Wpisy otagowane jako perfumy

Politurowane damy

23 grudnia 2016

Politurowane damy.

Jeżeli płeć piękna w Nowym Jorku wybiera się na bal, polituruje plecy, piersi i szyję. Najpierw umywa je wodą różaną, dalej wyciera złotym kremem, który przez kwadrans pozostawia na ciele. Potem krem ściera się delikatną flanelą, a skóra osypuje się dziecięcym pudrem i należycie wyciera. Po skończeniu tej procedury płeć ma pozór polerowanego marmuru.

„Kurjer Lwowski” z 11 marca 1897

Perfumy fałszowane

5 kwietnia 2015

Perfumy fałszowane.

W Cannes jeden z właścicieli fabryki perfum spotrzebowywa rocznie 70,000 kilogr. kwiatu pomarańczowego, tyleż liści różanych, 16,000 kwiatu jaśminowego, 20,000 fiołków i 20 funtów innych kwiatów – oprócz mnóstwa kwiatów i liści pospolitych. Cyfry poważne, ale można mieć dopiero wówczas wyobrażenie o ich kolosalności, jeżeli zauważymy, że dla otrzymania jednego kilogr. liści różanych, trzeba oberwać 5,000 krzaków, że 30,000 krzaków jaśminowych daje tylko 1,000 kilogr. kwiatu; że trzeba zasadzić 5,000 metrów ziemi fiołkami, aby ich uzbierać tylko 1,000 kilogr. W żadnej też fabrykacyi nie dzieje się tyle nadużyć co w perfumeryi – bo materyał kosztowny i za fałszerstwo nie grozi żadna kara. Fabrykant oszukuje tylko elegantki i zbytnice, a nad temi aniołami nie czuwa kodeks handlowy. W Nicei i Cannes zbierają rocznie 25,000 kilogramów fiołków, z czego otrzymują tylko 6,000 kilogr. perfumów rzetelnych, reszta zaś sprzedawana pod temi samemi etykietami, t. j. drugie 6.000 kilogr., to perfumy fałszowane. To samo dzieje się z wodą pomarańczową: Cannes, Grasse i Nicea wyrabiają tej wody prawdziwej tylko 465.000 litrów, a wysyłają do stolic Europy, przeszło milion litrów; Niejedna elegantka nasza ani się domyśla, że myje swe lica wodą z marchwi lub szałwii a może jeszcze z czegoś gorszego.

„Gazeta Lwowska” z 10 września 1886

Jak zrobić olejek różany

12 maja 2011

Olejek różany, wyrabiany sposobem używanym w Azji.

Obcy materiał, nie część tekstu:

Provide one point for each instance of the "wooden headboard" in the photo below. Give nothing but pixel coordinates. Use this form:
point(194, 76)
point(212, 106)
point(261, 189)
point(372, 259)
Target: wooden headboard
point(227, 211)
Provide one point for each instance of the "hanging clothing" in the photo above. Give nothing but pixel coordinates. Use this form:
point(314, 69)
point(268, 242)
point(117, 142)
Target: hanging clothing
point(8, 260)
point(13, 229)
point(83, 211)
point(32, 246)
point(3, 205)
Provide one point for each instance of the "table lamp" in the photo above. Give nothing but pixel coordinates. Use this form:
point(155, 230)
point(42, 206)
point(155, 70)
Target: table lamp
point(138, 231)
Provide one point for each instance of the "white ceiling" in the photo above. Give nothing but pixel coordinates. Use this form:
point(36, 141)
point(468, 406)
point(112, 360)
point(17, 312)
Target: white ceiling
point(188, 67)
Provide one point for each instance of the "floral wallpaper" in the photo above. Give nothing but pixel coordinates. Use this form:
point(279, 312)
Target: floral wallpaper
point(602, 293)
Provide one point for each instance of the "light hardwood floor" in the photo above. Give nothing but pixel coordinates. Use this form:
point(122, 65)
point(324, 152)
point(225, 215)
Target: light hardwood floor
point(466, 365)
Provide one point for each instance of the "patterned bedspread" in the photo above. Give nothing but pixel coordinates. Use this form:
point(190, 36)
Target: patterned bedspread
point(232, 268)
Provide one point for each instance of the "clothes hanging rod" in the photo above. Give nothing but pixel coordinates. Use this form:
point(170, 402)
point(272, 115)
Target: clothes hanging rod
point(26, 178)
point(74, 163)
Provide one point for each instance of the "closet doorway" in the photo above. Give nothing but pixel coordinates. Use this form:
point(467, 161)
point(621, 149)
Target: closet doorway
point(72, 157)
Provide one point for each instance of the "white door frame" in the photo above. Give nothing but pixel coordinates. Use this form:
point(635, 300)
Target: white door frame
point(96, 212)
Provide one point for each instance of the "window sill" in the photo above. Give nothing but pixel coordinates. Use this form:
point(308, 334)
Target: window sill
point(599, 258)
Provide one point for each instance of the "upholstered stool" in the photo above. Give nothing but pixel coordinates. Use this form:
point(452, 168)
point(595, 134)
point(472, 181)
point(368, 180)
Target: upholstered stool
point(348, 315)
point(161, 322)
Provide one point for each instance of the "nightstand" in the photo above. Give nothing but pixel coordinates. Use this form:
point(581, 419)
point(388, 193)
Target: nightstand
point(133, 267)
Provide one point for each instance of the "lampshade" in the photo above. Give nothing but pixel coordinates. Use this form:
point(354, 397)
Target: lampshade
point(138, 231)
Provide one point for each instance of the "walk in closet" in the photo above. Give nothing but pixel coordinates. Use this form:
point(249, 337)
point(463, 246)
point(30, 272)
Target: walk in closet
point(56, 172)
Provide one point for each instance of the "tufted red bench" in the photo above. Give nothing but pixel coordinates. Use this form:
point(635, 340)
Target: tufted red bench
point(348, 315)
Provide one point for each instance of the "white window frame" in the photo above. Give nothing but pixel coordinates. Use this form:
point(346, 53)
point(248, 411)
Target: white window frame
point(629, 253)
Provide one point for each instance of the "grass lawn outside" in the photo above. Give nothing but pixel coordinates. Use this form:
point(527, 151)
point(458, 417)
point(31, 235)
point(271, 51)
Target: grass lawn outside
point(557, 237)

Listki kwiatowe róży, nalewają się czystą wodą w naczyniu drewnianem, i przez dni kilka wystawiają na działanie ciepła słonecznego; części olejne z listków oddzielają się i pływają po wodzie, Olejek ten zbiera się ostrożnie na bawełnę i wyciska w małe flaszeczki, które się hermetycznie zatykają.

I to jest sposób wyrabiania wody różannej, którą w Konstantynopolu tak drogo sprzedają.

„Lech. Kalendarz historyczny na rok 1871″

Woda kolońska

10 sierpnia 2009

Woda kolońska.

Profesor Strasburger z Bonn w pracy swej „Wycieczki botaniczne na Rivierę” podaje sposób robienia „kolońskiej wody”. Podstawą wody jest eteryczny olejek rozmarynowy. W 1 litrze 85 stopniowego winnego spirytusu rozpuszcza się w domu ze skórek cytrynowych i pomarańczowych wyciśnięty olejek (10 skórek) dodaje się 1 gram olejku nerolowego i 1 gram olejku rozmarynowego. Mięszaninę jednak trzeba kilka miesięcy trzymać w szczelnie zamkniętym gąsiorku, zanim wywiąże się ta silna woń znamionująca prawdziwą kolońska wodę J. M. Faryny.